Mixed Feelings In Marshalls Over Epic Nuclear Case

Mixed feelings in Marshalls over epic nuclear case

MAJURO, Marshall Islands, (APP - UrduPoint / Pakistan Point News - 04th Oct, 2016 ) - As the Marshall Islands awaits an international court ruling Wednesday on whether its lawsuit against three nuclear powers can proceed, many in the western Pacific nation question the merit of the David-versus-Goliath legal battle.

The country of 55,000 people is taking on India, Pakistan and Britain in the International Court of Justice (ICJ), arguing they have failed to comply with the 1968 nuclear Non-Proliferation Treaty.
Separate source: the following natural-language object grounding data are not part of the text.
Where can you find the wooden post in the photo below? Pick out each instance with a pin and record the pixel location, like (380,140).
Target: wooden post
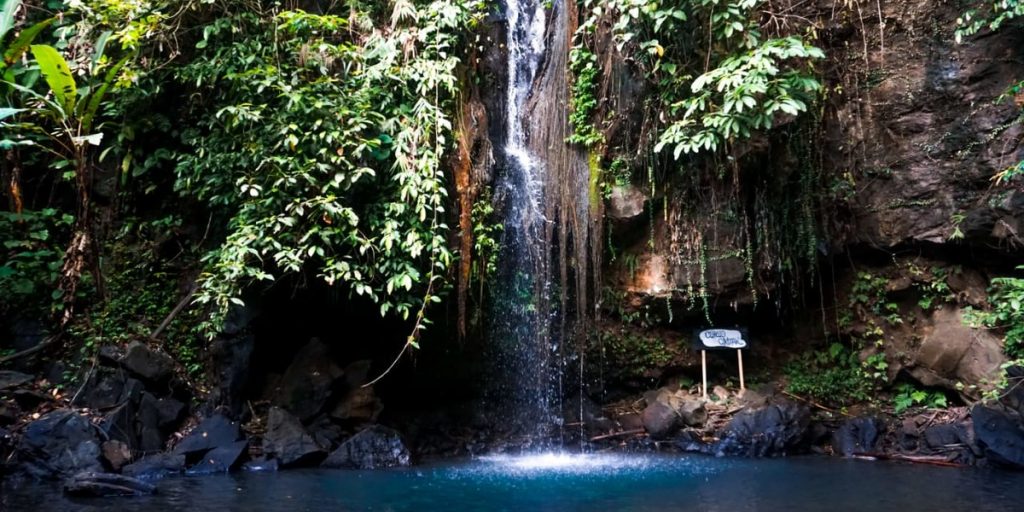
(739,359)
(704,373)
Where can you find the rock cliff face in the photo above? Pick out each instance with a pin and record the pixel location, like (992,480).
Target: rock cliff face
(895,184)
(908,138)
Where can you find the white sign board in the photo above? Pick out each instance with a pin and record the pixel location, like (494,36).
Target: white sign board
(722,338)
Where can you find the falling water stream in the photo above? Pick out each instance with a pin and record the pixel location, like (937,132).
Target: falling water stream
(544,184)
(523,317)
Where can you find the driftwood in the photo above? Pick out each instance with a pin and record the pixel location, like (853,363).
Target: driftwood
(31,350)
(812,402)
(915,459)
(617,434)
(174,312)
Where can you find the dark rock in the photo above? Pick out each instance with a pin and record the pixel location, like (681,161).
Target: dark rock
(105,484)
(288,440)
(944,436)
(374,448)
(116,453)
(11,380)
(952,352)
(359,404)
(151,437)
(858,435)
(30,398)
(626,202)
(308,382)
(59,444)
(260,466)
(229,361)
(152,366)
(120,424)
(169,413)
(8,413)
(156,466)
(659,419)
(326,432)
(692,413)
(211,433)
(357,373)
(582,409)
(239,317)
(774,430)
(109,388)
(111,355)
(27,333)
(999,435)
(219,460)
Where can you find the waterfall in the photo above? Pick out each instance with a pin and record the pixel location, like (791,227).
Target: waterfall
(543,190)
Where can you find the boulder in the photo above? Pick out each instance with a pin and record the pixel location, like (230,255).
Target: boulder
(667,411)
(940,437)
(11,380)
(358,404)
(213,432)
(8,413)
(309,381)
(857,435)
(375,446)
(170,413)
(111,355)
(150,365)
(151,436)
(156,466)
(219,460)
(952,352)
(107,389)
(59,444)
(116,453)
(999,435)
(105,484)
(778,429)
(260,465)
(660,419)
(288,440)
(229,361)
(692,413)
(626,203)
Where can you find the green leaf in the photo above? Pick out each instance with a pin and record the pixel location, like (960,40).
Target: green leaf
(7,10)
(97,97)
(6,112)
(57,75)
(20,45)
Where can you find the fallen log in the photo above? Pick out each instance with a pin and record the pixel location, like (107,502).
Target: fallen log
(915,459)
(617,434)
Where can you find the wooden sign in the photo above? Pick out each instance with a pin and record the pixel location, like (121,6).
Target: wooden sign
(720,339)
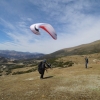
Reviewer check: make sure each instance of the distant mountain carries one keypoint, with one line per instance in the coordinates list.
(89, 48)
(19, 55)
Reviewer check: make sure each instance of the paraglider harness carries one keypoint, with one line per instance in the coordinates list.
(42, 66)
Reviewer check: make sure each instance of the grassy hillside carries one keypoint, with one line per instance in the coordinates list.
(71, 83)
(90, 48)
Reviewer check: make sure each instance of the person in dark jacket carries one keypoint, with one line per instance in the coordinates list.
(43, 65)
(86, 62)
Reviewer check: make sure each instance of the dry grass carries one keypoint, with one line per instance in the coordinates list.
(73, 83)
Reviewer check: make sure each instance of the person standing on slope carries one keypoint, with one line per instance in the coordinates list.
(86, 62)
(43, 65)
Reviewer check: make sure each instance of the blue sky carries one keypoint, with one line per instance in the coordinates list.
(76, 22)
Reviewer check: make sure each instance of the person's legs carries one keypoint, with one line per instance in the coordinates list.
(86, 65)
(42, 74)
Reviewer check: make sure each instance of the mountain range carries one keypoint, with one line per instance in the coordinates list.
(83, 49)
(19, 55)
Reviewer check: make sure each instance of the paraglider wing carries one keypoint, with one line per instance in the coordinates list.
(47, 27)
(34, 28)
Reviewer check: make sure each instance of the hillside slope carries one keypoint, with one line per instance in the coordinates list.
(73, 83)
(90, 48)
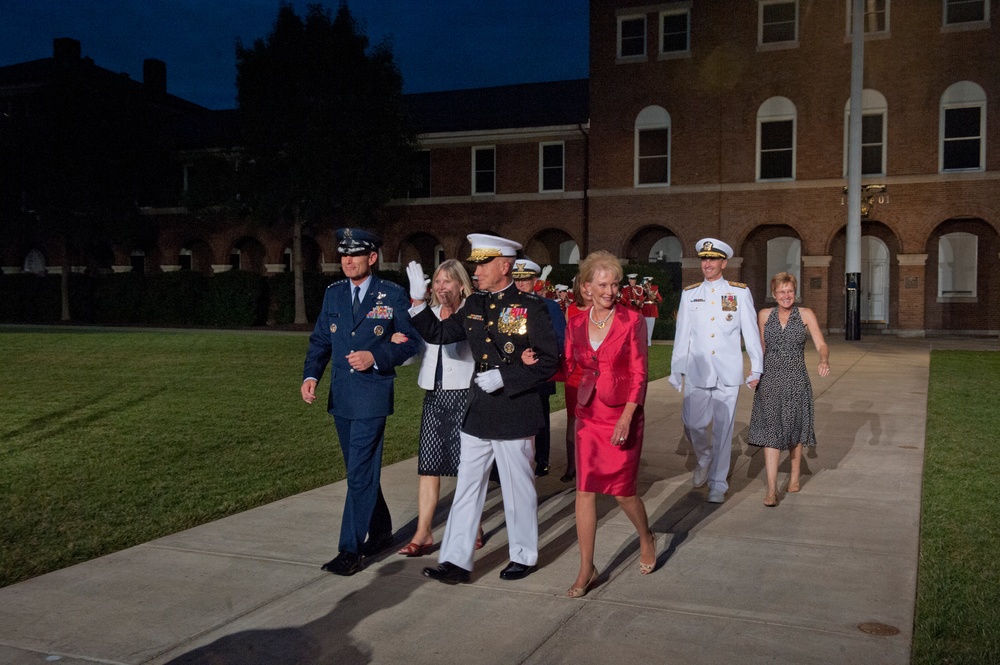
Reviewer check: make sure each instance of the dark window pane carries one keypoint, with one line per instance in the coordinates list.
(484, 160)
(420, 188)
(654, 142)
(774, 135)
(871, 159)
(963, 154)
(552, 156)
(675, 33)
(633, 37)
(966, 11)
(778, 23)
(776, 165)
(779, 13)
(484, 182)
(871, 128)
(961, 122)
(552, 179)
(652, 171)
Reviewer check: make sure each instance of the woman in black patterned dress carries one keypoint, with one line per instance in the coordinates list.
(445, 373)
(782, 416)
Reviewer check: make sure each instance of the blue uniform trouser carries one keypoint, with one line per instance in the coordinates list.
(365, 510)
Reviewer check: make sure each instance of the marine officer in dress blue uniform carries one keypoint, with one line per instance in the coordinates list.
(352, 334)
(525, 273)
(708, 359)
(503, 412)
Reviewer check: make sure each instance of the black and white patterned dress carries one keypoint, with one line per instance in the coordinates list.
(440, 425)
(782, 415)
Initially the lawsuit was even more ambitious -- also including China, France, Israel, North Korea, Russia and the United States -- none of which recognised the ICJ's jurisdiction on the matter.

The Marshalls has a long, bitter history with nuclear weapons, making it one of the few nations that can argue with credibility before the ICJ about their impact.

The island nation was ground zero for 67 American nuclear weapons tests from 1946-58 at Bikini and Enewetak atolls, when it was under US administration.

The tests included the 1954 "Bravo" hydrogen bomb, the most powerful ever detonated by the United States, about 1,000 times bigger than the atomic bomb dropped on Hiroshima. They fed into an apocalyptic zeitgeist in Cold War popular culture, giving a name to the bikini swimsuit and leading to the development of Japan's Godzilla movie monster.

In "Godzilla", the creature is awakened by a hydrogen bomb test, rising from a roiling sea to destroy Tokyo, in a walking, radiation-breathing analogy for nuclear disaster.